NEPAL, RADIANTVOICE.ID – Gonjang-ganjing politik terbaru di Nepal kembali menyeret nama Amerika Serikat (AS) dalam pusaran kecurigaan. Banyak pihak menilai dinamika pembubaran pemerintahan terpilih tak bisa dilepaskan dari jejak panjang keterlibatan Washington di negara Himalaya itu, yang sejak lama dipandang sebagai wilayah strategis dalam persaingan geopolitik.
Jejak tersebut bukan sebatas rumor. Arsip-arsip yang kini dideklasifikasi menunjukkan bahwa pada awal 1970-an, CIA menggunakan wilayah Nepal untuk melatih pasukan gerilya Tibet di Mustang Valley guna melawan Tiongkok. Ratusan pejuang bersenjata dan tim radio rahasia beroperasi dari perbatasan utara Nepal, hingga akhirnya ditinggalkan ketika Washington mengubah haluan untuk merangkul Beijing.

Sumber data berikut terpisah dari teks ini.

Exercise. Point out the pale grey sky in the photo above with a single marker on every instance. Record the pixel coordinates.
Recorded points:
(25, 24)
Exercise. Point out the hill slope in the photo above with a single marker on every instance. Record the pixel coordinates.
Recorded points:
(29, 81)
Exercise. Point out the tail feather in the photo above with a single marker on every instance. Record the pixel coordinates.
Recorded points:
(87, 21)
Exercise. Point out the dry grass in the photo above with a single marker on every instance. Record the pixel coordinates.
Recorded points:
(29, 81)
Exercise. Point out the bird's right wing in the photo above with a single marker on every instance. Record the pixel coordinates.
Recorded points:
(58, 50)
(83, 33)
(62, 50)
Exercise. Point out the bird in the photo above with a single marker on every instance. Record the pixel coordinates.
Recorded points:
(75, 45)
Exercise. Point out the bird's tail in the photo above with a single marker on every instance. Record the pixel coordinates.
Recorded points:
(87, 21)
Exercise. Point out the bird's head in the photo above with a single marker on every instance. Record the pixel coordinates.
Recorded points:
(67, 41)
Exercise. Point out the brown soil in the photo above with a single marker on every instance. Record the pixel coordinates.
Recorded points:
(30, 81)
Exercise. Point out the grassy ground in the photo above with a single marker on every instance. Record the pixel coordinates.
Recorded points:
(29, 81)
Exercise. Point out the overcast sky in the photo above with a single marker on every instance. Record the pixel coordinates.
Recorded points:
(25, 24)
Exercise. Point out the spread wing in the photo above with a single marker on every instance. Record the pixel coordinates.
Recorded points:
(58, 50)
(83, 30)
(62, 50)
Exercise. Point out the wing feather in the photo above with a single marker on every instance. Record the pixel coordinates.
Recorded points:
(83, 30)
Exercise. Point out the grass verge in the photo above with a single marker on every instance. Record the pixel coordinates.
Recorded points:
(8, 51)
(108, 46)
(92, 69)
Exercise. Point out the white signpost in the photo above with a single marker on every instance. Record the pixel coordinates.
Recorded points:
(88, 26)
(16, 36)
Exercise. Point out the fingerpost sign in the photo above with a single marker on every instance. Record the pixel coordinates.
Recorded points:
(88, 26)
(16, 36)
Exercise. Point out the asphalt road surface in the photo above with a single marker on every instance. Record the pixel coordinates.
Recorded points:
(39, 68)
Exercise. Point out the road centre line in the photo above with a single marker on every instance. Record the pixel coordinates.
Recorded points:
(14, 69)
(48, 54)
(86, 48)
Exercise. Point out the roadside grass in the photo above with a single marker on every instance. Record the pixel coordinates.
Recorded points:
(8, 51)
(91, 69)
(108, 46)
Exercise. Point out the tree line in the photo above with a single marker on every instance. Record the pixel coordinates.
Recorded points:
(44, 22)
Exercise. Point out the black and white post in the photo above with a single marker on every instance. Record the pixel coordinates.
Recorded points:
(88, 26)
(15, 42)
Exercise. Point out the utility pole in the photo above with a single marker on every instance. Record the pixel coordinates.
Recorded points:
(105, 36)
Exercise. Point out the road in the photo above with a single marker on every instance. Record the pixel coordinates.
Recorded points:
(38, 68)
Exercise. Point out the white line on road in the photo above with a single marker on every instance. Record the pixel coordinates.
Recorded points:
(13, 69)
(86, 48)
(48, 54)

Keterlibatan AS juga tampak pasca serangan 11 September 2001, ketika gerilyawan Maois di Nepal dicap “teroris” oleh Washington. Ribuan senjata M-16 dikirim ke Kathmandu, kerja sama militer diperkuat, dan perwira Nepal mendapat pendidikan di sekolah-sekolah militer AS. Bahkan, kunjungan tokoh seperti Menlu Colin Powell dan penunjukan James F. Moriarty sebagai duta besar dianggap sinyal kuat bahwa kebijakan Nepal ditangani langsung oleh Gedung Putih.
Kini, dengan kembali runtuhnya pemerintahan, banyak pihak menilai pola lama itu berulang. “Gerakan sebesar ini sulit berdiri tanpa pengarah asing,” kata seorang wartawan veteran di Kathmandu. Beberapa pejabat Nepal juga tak menampik adanya kemungkinan dukungan luar negeri, meski bukti konkret belum diungkapkan.
Pengamat internasional menilai, sorotan publik terhadap sejarah operasi CIA di Nepal menegaskan betapa rapuhnya demokrasi di negara tersebut. Selama Nepal tetap menjadi ajang perebutan pengaruh antara Washington, Beijing, dan New Delhi, stabilitas politiknya akan terus diuji (RED).